Sensible position = position that is legal and needs chess men from 1 box of chess men, i.e. without having to borrow pieces from other boxes of chess men for excess promotions.
I claim that is NOT a good definition of sensible position. In fact, I bet if I were to randomly generate positions according to this definition, then you would find the vast majority of them to be look nothing like human play.
#79
I agree that some positions with 4 queens or 3 knights are sensible. I also agree that some positions without any excess promotions are not sensible e.g. with quintuple pawns. The number of legal positions without excess promotions errs to the + side by including non sensible positions with e.g. quintuple pawns and it errs to the - side by excluding sensible positions with e.g. 4 queens or 3 knights.
I agree with your claim that the vast majority of legal positions without excess promotions look nothing like human (or engine) play. Thus the number of legal positions without any excess promotions is an upper bound for the number of sensible positions that can arise in a real game between reasonably skilled human or engine players. The real number of sensible positions including those with e.g. 4 queens or 3 knights is smaller than the number of legal positions without any excess promotions.
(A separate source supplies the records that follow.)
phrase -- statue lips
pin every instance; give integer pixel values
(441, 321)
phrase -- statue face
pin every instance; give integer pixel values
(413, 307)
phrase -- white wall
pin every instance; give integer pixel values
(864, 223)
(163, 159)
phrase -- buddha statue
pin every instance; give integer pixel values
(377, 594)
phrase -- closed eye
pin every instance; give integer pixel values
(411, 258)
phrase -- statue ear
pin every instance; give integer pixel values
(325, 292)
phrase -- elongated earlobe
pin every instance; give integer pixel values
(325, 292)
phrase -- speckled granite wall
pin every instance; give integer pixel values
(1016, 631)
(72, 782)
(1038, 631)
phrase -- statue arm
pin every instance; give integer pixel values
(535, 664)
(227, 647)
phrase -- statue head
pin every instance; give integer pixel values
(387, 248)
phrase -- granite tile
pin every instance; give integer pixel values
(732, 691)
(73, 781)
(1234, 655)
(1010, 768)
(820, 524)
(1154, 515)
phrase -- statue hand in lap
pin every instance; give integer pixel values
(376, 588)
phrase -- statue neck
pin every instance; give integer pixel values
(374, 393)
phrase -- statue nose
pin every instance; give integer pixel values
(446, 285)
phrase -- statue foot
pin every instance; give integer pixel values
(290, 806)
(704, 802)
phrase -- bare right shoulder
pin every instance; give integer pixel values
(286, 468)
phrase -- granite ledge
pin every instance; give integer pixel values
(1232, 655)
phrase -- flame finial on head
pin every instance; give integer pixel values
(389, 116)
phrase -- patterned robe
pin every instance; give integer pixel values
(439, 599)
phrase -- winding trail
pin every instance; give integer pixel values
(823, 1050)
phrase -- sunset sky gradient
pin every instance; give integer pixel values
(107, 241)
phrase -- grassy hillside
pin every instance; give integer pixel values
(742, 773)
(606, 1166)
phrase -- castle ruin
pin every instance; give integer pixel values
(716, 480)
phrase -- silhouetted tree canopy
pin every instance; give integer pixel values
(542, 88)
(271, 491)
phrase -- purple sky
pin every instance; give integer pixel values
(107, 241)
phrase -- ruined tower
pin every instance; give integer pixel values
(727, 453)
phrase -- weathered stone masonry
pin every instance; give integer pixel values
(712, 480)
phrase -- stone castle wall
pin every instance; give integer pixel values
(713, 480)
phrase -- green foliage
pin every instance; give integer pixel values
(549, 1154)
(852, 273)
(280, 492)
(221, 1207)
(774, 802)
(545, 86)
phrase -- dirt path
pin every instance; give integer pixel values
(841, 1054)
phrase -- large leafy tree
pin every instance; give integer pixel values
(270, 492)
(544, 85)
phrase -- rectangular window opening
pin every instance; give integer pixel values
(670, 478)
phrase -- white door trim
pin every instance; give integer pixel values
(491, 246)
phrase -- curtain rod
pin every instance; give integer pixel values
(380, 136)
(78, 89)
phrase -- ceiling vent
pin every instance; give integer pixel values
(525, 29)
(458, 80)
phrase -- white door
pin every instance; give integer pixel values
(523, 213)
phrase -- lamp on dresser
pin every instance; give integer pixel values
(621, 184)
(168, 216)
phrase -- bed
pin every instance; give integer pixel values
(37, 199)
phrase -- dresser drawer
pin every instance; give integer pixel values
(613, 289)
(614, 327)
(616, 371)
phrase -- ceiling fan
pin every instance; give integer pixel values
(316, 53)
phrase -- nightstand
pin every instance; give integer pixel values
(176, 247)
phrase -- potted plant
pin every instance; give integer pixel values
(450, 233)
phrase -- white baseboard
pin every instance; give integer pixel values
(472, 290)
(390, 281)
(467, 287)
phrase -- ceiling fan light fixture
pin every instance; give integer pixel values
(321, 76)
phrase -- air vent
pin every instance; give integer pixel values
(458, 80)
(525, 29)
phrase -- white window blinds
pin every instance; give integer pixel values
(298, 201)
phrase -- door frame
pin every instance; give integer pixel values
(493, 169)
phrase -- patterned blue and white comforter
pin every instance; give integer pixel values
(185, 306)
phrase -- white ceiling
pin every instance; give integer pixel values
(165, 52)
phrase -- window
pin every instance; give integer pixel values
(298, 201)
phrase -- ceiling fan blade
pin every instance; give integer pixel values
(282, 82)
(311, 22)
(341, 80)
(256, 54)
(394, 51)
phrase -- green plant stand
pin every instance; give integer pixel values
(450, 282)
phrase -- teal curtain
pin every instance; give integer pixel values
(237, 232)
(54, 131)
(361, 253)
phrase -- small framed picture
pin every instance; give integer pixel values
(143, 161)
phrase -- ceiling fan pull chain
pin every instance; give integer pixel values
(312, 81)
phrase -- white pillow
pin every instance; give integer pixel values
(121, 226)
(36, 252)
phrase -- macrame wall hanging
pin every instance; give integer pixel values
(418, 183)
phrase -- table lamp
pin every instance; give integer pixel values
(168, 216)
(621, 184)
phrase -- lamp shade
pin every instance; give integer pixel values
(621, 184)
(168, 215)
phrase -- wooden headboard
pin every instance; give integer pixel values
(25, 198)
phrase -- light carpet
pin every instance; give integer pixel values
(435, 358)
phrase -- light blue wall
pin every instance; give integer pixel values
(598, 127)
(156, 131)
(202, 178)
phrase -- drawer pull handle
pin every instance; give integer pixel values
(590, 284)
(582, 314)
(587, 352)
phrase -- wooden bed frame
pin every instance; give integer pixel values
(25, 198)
The real number of sensible positions
This is my main gripe with all your discussion of "sensible positions". You talk about it as something that is quantifiable, as if it is possible to give a proper definition of "sensible" that would allow anyone to determine whether an arbitrary position satisfies it or not.
Until you can present such a definition, we should just consider the notion of sensible as something elusive and unquantifiable, with no scientific merit.
#60
In the meantime I found some interesting stuff: There is one legal position that requires 185 moves. See https://timkr.home.xs4all.nl/chess2/diary.htm. I have written an essay about that subject called "the radius of the chess universe" (not yet published) and in there I say that the "radius" is at least 185 moves, based on this position. So we have a decent lower bound.